Senator Marco Rubio and Senator Bob Corker announced they support the latest tax plan which gives it enough votes to pass. The final vote will be on Tuesday, but at this point the decision is known.
This helped the stock market rally briskly on Friday. The S&P 500 was up 0.9% and the Russell 2000 was up 1.65%. The VIX fell 10.2% to 9.42. The Dow was up 0.58%. It has been above its 100 day moving average for 401 days. That’s the 5th longest streak since 1896. The longest streak was 512 days in the mid-1950s.
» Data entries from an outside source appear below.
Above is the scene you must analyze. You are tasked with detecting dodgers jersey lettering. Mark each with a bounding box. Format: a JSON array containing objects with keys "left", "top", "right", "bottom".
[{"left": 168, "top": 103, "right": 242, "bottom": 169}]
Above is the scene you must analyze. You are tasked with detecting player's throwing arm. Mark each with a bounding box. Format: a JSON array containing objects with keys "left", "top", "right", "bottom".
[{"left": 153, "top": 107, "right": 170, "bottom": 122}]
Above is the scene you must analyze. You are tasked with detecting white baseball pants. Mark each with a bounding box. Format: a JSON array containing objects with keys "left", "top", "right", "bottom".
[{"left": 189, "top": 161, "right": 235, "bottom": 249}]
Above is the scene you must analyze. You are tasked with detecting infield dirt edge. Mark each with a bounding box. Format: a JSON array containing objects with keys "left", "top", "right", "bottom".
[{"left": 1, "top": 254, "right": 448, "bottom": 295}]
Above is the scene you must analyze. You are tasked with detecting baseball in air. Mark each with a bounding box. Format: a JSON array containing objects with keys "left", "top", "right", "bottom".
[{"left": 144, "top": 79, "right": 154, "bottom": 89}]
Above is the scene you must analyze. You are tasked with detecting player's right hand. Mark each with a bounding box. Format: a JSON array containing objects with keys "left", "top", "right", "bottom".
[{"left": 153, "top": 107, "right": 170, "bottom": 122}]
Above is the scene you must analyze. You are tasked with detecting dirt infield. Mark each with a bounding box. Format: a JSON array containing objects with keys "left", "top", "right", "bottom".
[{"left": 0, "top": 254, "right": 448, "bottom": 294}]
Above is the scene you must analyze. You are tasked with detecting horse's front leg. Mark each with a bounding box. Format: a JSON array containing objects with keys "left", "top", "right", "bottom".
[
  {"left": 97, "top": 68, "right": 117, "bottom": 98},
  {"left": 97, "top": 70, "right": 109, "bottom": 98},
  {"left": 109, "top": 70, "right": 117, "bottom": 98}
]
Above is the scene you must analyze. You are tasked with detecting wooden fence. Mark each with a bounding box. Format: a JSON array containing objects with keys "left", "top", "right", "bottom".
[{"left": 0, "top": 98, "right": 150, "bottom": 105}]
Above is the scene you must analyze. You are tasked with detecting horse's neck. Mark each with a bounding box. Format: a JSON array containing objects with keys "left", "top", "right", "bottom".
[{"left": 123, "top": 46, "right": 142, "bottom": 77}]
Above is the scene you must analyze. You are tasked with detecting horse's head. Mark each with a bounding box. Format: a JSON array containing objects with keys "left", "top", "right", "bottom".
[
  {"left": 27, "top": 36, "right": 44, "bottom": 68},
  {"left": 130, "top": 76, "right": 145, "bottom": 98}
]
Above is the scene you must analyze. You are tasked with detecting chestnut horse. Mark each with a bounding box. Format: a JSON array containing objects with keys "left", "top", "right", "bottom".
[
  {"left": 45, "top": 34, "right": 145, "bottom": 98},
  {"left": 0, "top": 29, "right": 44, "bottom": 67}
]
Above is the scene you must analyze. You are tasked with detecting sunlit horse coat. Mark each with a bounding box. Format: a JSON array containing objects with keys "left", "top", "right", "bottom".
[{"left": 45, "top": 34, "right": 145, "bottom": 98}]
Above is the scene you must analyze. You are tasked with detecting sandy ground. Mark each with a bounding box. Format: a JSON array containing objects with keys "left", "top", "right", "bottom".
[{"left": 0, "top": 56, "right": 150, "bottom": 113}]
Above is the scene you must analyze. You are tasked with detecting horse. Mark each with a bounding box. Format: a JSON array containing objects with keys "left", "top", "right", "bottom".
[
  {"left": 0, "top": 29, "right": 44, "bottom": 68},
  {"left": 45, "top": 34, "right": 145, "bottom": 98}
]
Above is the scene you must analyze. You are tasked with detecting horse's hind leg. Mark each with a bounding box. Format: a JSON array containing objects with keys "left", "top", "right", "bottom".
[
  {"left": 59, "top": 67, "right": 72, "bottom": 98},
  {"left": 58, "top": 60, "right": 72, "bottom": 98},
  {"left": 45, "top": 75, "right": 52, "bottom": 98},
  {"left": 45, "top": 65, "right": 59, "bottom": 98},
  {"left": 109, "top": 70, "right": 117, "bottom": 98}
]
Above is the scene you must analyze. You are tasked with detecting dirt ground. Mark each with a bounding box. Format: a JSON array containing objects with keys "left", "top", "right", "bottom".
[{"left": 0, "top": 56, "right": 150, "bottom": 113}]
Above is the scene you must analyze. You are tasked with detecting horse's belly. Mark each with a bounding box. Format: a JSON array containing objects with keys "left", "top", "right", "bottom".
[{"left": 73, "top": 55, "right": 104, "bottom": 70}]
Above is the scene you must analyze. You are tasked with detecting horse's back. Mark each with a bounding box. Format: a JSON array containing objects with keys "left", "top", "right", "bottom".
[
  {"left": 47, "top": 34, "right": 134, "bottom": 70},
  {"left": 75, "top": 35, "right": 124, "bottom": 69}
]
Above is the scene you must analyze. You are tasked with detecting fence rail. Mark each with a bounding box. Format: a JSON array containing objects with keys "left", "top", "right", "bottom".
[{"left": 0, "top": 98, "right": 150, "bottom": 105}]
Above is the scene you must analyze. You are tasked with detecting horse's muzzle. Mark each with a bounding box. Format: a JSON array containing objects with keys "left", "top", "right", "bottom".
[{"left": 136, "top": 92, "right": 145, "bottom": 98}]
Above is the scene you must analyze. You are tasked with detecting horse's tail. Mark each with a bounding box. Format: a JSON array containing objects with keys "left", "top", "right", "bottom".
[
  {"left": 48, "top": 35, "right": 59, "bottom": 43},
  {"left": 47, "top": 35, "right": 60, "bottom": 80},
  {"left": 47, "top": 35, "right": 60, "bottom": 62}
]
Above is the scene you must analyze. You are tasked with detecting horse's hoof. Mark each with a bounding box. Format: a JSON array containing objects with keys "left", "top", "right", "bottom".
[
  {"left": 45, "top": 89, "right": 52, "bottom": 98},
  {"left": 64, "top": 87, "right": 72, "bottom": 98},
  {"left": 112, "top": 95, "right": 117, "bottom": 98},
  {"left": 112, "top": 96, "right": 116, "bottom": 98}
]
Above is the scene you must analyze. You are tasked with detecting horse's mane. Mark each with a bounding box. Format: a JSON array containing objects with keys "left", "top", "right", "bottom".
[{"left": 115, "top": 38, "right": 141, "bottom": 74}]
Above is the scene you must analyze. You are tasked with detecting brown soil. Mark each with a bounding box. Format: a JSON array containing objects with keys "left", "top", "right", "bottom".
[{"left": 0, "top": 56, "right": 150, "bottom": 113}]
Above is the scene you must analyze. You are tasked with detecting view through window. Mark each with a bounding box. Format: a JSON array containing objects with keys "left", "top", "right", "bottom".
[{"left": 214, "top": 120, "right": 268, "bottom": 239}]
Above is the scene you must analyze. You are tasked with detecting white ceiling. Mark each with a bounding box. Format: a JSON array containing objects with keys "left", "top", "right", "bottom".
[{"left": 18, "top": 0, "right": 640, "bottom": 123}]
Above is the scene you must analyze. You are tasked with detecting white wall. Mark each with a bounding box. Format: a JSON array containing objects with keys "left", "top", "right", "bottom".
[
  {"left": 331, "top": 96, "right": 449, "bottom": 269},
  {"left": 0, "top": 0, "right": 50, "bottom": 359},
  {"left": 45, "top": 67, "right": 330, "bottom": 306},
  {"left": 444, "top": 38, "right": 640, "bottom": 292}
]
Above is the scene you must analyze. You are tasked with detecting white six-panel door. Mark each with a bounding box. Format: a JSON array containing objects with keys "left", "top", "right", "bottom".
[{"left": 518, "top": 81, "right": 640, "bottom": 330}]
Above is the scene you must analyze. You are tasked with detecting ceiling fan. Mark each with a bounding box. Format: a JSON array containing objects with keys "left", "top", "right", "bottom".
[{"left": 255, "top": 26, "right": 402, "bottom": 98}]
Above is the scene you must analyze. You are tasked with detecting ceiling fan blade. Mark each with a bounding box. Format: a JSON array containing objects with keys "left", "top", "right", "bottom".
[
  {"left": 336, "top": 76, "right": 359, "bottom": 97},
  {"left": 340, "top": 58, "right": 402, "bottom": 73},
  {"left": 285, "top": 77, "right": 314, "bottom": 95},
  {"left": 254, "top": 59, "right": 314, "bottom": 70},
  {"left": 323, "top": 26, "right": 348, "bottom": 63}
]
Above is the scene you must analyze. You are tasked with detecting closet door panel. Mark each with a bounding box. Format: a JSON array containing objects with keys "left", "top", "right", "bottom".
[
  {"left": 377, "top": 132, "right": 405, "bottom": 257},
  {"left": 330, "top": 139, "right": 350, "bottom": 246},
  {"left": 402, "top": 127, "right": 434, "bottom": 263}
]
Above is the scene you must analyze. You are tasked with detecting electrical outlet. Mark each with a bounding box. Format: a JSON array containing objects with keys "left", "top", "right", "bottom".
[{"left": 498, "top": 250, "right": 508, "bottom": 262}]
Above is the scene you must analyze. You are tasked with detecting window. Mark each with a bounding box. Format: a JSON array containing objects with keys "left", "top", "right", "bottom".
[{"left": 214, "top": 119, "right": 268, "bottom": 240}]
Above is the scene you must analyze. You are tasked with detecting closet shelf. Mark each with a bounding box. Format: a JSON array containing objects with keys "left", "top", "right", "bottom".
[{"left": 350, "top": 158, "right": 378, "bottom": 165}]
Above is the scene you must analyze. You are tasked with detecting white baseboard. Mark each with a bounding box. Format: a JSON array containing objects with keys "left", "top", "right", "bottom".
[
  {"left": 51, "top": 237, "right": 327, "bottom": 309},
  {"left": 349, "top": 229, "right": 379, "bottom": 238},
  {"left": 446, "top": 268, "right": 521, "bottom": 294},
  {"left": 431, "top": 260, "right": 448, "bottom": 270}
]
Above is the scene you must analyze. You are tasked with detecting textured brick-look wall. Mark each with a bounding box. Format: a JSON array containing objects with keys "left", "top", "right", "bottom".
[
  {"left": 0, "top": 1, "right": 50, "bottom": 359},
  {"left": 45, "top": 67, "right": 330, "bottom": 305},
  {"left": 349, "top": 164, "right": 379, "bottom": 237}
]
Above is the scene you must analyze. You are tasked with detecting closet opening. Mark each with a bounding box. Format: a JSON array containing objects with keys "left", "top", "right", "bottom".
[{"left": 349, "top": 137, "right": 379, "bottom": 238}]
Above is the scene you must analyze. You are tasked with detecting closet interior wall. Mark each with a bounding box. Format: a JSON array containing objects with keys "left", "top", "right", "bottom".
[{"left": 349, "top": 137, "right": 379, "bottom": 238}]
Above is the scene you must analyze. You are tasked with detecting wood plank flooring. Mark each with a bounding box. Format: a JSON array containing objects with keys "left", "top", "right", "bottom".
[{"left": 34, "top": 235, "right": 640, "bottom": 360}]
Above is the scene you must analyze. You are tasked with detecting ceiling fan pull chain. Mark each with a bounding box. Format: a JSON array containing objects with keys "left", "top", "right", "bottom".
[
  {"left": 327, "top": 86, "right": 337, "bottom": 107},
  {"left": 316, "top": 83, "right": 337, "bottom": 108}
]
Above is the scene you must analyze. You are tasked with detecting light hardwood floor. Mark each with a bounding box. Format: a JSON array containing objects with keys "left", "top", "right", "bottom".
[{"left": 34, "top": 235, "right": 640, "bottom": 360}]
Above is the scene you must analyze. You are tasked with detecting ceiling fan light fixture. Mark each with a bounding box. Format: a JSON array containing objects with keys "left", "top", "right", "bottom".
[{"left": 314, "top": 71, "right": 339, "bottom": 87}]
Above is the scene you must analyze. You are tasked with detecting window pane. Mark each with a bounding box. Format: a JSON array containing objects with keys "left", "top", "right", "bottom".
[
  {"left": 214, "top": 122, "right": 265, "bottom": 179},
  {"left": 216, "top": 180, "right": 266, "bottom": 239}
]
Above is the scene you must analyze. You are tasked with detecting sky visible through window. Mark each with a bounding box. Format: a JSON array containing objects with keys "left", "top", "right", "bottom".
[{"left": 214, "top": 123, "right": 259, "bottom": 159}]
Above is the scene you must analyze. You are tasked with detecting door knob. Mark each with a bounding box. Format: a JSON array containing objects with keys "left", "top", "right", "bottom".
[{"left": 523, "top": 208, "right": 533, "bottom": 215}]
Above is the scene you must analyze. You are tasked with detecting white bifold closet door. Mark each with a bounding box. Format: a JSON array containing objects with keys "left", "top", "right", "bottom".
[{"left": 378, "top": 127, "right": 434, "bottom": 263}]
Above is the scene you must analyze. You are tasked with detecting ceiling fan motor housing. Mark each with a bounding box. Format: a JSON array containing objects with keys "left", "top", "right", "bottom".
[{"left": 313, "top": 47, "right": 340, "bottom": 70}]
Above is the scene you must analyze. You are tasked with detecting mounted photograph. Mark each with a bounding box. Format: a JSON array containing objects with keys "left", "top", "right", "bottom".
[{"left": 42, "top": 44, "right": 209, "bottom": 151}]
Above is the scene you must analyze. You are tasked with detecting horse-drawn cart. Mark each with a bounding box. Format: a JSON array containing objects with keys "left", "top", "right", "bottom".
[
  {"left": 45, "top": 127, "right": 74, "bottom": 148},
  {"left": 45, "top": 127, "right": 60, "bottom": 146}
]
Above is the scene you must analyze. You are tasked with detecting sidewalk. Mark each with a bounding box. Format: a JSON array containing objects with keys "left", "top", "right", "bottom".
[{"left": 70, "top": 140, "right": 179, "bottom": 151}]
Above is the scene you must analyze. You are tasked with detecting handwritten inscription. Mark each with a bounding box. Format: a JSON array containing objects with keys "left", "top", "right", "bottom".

With the tax plan providing a strong Santa Claus rally, it makes you wonder about how much more the stock market can rally because of the tax plan in 2018. If you believe in the efficient market hypothesis, then the stock market should have already priced the tax cut in. The stronger this rally is in the next two weeks, the less bullish the JP Morgan price target of 3,000 for the S&P 500 will look. In the spring of this year, many investment banks had to alter their price targets to adjust for the momentum in the stock market. This makes you question if the analysts just say they expect a 6%-8% increase each year without basing it on rigorous research. Some notable bulls went bearish this year only to get run over by the bull. With the economy doing well and sentiment high, it’s not surprising to see all the targets optimistic.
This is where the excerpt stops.